Und wie verteidigen wir unser Verständnis von der Wahrheit, die wir erlebt haben? Indem wir Gott über alles lieben. Indem wir darauf lauschen, wie Christus, Wahrheit, tagein, tagaus zu unserem Bewusstsein spricht. Indem wir die Bibel und Wissenschaft und Gesundheit mit Schlüssel zur Heiligen Schrift von Mary Baker Eddy hingebungsvoll studieren und dann prüfen und beweisen, was wir von der Wissenschaft des Christus darin lernen. Indem wir uns konstant bewusst sind, wie unzuverlässig eine materielle Sichtweise ist. Und indem wir unsere Gedanken prüfen und gerne bereit sind, alle zu berichtigen, die sich auf die Seite von Furcht oder Leiden oder Mangel an Gottes Gegenwart in unserem Leben schlagen. Wenn wir das Bewusstsein verstehen, das Gott uns verleiht, dann haben wir die Pflicht, es zu verteidigen, indem wir wissen, dass Gott, die göttliche Wahrheit, es uns verliehen hat und dass es uns daher niemand nehmen kann.
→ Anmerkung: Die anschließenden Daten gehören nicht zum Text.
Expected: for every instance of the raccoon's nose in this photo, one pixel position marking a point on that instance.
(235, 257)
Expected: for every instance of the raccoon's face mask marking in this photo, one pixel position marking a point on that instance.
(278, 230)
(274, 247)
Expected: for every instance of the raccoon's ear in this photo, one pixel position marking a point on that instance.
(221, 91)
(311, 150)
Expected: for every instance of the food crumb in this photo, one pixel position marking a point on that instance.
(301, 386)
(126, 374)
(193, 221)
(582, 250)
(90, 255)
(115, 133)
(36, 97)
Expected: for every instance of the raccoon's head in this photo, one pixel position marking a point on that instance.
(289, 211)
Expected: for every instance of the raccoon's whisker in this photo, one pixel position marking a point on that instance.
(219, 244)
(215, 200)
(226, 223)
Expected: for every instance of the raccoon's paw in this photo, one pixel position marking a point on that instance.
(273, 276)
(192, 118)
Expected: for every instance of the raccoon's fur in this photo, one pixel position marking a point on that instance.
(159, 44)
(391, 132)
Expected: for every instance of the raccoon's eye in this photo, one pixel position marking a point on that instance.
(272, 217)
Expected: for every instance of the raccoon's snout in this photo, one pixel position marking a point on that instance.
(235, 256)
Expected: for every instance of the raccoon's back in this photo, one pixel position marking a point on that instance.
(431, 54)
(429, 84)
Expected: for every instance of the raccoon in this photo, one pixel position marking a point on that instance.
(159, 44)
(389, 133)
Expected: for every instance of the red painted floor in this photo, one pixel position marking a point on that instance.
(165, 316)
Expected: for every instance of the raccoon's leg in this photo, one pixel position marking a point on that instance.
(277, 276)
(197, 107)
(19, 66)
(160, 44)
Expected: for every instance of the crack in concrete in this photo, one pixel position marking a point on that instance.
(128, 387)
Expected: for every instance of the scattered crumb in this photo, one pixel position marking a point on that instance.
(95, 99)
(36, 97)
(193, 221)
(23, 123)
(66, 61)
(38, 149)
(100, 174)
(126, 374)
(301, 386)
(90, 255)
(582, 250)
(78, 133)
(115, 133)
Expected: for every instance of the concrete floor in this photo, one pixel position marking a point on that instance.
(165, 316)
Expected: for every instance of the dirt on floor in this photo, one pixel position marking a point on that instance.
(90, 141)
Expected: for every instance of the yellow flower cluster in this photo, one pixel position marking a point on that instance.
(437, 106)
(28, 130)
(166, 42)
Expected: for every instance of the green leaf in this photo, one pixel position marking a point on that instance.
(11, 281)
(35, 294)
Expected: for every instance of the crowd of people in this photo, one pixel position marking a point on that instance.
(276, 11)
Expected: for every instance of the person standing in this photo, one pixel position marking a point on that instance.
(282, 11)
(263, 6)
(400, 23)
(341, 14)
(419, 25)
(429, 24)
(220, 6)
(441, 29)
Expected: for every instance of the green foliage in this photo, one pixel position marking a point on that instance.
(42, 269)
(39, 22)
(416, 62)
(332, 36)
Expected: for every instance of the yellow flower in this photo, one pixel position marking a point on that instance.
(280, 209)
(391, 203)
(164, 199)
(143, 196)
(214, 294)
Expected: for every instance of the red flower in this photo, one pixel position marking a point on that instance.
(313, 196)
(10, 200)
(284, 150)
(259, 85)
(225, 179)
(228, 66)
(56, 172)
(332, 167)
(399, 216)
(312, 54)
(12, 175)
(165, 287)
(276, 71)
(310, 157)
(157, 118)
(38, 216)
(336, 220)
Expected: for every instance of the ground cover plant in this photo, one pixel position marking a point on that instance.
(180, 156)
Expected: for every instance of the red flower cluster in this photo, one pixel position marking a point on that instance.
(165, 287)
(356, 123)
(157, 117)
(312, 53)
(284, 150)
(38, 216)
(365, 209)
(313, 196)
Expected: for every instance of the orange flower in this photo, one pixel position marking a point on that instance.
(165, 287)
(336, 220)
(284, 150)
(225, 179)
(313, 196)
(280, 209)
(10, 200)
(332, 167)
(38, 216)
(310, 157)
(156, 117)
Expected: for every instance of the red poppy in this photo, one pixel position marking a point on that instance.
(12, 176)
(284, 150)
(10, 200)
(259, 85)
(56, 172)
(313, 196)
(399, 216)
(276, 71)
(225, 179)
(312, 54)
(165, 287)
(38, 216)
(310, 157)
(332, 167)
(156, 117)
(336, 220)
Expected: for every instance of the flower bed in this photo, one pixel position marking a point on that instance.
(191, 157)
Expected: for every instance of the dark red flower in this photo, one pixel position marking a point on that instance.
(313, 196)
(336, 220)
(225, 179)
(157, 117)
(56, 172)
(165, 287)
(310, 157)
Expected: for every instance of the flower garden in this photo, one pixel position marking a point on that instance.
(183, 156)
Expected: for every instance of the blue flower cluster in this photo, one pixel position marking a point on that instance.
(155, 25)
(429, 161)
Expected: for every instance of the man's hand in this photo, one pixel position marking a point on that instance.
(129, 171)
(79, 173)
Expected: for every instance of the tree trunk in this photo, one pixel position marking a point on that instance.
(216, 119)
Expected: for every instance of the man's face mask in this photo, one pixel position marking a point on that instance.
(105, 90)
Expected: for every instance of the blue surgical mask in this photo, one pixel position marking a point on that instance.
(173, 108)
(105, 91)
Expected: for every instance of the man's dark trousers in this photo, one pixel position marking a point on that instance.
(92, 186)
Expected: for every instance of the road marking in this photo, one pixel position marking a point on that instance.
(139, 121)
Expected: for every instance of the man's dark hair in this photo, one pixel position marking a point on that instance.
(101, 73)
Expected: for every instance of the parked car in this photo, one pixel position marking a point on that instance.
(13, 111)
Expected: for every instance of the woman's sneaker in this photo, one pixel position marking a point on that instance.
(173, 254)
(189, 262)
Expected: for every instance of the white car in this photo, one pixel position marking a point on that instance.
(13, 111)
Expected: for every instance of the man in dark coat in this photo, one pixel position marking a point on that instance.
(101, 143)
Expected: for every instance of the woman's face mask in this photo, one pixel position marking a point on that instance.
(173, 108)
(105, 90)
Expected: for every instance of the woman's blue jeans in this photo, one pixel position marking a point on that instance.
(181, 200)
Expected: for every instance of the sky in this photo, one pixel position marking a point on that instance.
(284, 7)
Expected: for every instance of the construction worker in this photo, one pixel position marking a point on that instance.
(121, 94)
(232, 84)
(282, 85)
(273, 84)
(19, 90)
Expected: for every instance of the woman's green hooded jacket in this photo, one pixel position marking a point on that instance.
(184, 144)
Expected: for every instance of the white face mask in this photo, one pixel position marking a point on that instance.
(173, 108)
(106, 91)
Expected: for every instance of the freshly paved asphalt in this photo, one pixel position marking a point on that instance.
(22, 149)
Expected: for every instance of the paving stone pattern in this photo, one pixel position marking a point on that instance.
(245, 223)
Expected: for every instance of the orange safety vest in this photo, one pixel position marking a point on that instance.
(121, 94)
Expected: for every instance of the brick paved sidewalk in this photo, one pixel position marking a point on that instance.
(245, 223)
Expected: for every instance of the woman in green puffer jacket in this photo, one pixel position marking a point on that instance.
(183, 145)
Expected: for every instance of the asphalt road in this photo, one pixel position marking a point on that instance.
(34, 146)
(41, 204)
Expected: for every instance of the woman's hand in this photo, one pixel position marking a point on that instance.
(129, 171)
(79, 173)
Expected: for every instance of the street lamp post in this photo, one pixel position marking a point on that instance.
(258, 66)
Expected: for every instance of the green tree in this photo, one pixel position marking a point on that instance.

Die Christliche Wissenschaft ist die Entdeckung, dass Gott, das göttliche Gemüt, unendlich ist, die einzig wahre Substanz, und dass der Mensch zu Gottes Bild und Gleichnis erschaffen ist. Augenblicke der Inspiration und Heilung befähigen uns, dies klar als wahr zu erkennen. Doch das reicht nicht. Wenn dies wahr ist, dann bietet seine Botschaft der ganzen Menschheit Freiheit von Leiden, und wir müssen diese Wahrheit so leben, dass sie sichtbar ist. Mrs. Eddy schreibt über diese Entdeckung: „Wir, die wir diese wissenschaftliche Tatsache früher als andere erkannt haben, sind es uns selbst und der Welt schuldig, ernstlich um ihren Beweis zu ringen“ (Rückblick und Einblick, S. 94).